Hyperparameter Tuning (W&B Sweeps)

DantinoX natively supports automated hyperparameter search using Weights & Biases (W&B). The search relies on a Bayesian optimization strategy designed to minimize the validation loss (val_loss) by efficiently exploring architectural and training configurations.

To launch a sweep, use the provided configuration.

Sweep Configuration (sweep.yaml)

program: train_sweep.py
method: bayes
metric:
  name: val_loss
  goal: minimize
parameters:
  epochs:
    values: [12, 16, 20, 24]
  optimizer:
    values: ["adamw", "adafactor", "lion"]
  tokenizer_type:
    values: ["char", "bpe"]
  max_context:
    values: [256, 512]
  weight_tying:
    values: [true, false]
  dropout_rate:
    values: [0.0, 0.1, 0.15]
  lr:
    distribution: log_uniform_values
    min: 0.0001
    max: 0.005
  batch_size:
    values: [16, 32, 64]
  grad_accum:
    values: [2, 4, 8]
  warmup_steps:
    values: [50, 100, 200]
  dim:
    values: [256, 512]
  num_blocks:
    values: [4, 8, 12]
  kv_heads:
    values: [2, 4]
  use_moe:
    values: [true, false]
  n_experts:
    values: [4]
  top_k_mlp:
    values: [1, 2]
  expansion:
    values: [2, 4]
  alpha_balance:
    distribution: uniform
    min: 0.01
    max: 0.15
  sliding_window:
    values: [true, false]
  context_window:
    values: [32, 64, 128]
  no_sink:
    values: [true, false]
  pos_encoding:
    values: ["rotary", "absolute"]
command:
  - ${env}
  - python
  - ${program}
  - ${args}

Execution

Initialize the sweep and start the agent:

wandb sweep sweep.yaml
wandb agent <USERNAME/PROJECT/SWEEP_ID>

⚠️ Technical Note on Grouped Query Attention (GQA): > To prevent tensor shape mismatches and XLA compilation crashes during the automated search, the total number of query heads (n_heads) and head dimensions (head_size) are dynamically calculated inside train_sweep.py based on the selected dim and kv_heads. This ensures that the attention projections remain mathematically consistent across all Bayesian trials.

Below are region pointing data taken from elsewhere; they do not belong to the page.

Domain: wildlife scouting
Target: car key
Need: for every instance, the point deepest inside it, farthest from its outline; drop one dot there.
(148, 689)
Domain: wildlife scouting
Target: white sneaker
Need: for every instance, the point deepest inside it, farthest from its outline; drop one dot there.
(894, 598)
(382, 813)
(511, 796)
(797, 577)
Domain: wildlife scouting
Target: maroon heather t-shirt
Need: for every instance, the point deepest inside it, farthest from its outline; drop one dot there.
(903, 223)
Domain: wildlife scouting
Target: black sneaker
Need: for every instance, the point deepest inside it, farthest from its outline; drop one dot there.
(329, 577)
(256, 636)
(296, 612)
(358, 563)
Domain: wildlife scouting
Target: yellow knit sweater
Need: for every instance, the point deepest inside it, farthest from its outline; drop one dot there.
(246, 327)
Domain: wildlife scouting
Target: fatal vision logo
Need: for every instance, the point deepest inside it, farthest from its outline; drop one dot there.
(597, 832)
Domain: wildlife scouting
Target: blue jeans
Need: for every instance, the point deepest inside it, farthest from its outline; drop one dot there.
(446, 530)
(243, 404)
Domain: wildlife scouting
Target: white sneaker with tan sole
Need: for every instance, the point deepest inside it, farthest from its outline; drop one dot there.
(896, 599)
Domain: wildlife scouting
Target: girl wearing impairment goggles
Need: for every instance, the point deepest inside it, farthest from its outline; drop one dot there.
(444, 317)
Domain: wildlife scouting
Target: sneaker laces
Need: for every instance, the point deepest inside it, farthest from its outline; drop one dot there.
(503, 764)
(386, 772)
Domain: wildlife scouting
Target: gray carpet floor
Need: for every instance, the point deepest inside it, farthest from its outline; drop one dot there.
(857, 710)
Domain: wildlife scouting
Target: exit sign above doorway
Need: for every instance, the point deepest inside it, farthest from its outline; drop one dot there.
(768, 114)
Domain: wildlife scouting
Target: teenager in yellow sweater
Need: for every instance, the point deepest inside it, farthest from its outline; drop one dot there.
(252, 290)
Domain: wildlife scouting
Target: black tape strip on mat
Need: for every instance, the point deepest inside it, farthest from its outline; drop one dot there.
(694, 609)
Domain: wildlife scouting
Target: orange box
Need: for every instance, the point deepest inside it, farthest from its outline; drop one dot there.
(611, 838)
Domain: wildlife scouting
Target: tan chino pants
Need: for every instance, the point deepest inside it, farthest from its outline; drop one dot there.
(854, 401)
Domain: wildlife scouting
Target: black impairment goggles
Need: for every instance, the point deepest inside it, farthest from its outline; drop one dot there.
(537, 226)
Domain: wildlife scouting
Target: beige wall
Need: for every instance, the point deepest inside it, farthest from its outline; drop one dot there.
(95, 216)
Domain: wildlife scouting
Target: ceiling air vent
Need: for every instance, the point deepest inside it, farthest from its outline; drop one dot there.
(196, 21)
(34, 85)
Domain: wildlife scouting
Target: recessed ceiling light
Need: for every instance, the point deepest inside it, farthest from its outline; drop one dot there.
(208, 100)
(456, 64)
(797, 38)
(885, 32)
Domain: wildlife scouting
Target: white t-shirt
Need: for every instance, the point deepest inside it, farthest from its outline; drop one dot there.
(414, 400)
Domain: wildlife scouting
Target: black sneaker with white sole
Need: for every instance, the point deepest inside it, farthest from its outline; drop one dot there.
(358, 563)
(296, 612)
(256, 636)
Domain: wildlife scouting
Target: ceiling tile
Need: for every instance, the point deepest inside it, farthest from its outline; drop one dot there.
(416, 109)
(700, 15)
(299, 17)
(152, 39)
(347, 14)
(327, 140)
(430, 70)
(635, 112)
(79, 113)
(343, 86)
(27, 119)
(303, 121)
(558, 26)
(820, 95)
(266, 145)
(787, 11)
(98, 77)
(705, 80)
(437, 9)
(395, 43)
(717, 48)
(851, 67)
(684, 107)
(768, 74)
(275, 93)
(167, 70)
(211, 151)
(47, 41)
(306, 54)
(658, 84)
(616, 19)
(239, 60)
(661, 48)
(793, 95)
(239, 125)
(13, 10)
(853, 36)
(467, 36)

Empirical Results & Ablation Studies

Through extensive hyperparameter sweeps (ID: cacbxc69) logged via Weights & Biases, we conducted a comprehensive ablation study. By isolating individual architectural choices, we evaluated their direct impact on convergence stability and memory efficiency.

Architectural Impact on Convergence

⚙️ Core Optimization & Routing 🧠 Attention Mechanisms
Optimizer Convergence MoE Impact
Convergence by Optimizer: Isolating the impact of the optimization algorithm across identical architectures. Sparse MoE vs Dense: Evaluating the convergence speed when routing parameters through Top-K experts.
Sliding Window Attention Sink
Sliding Window: Impact of restricting the attention receptive field on the learning trajectory. Attention Sink Gating: Training stability achieved by applying a sigmoid gate (no_sink) to attention outputs.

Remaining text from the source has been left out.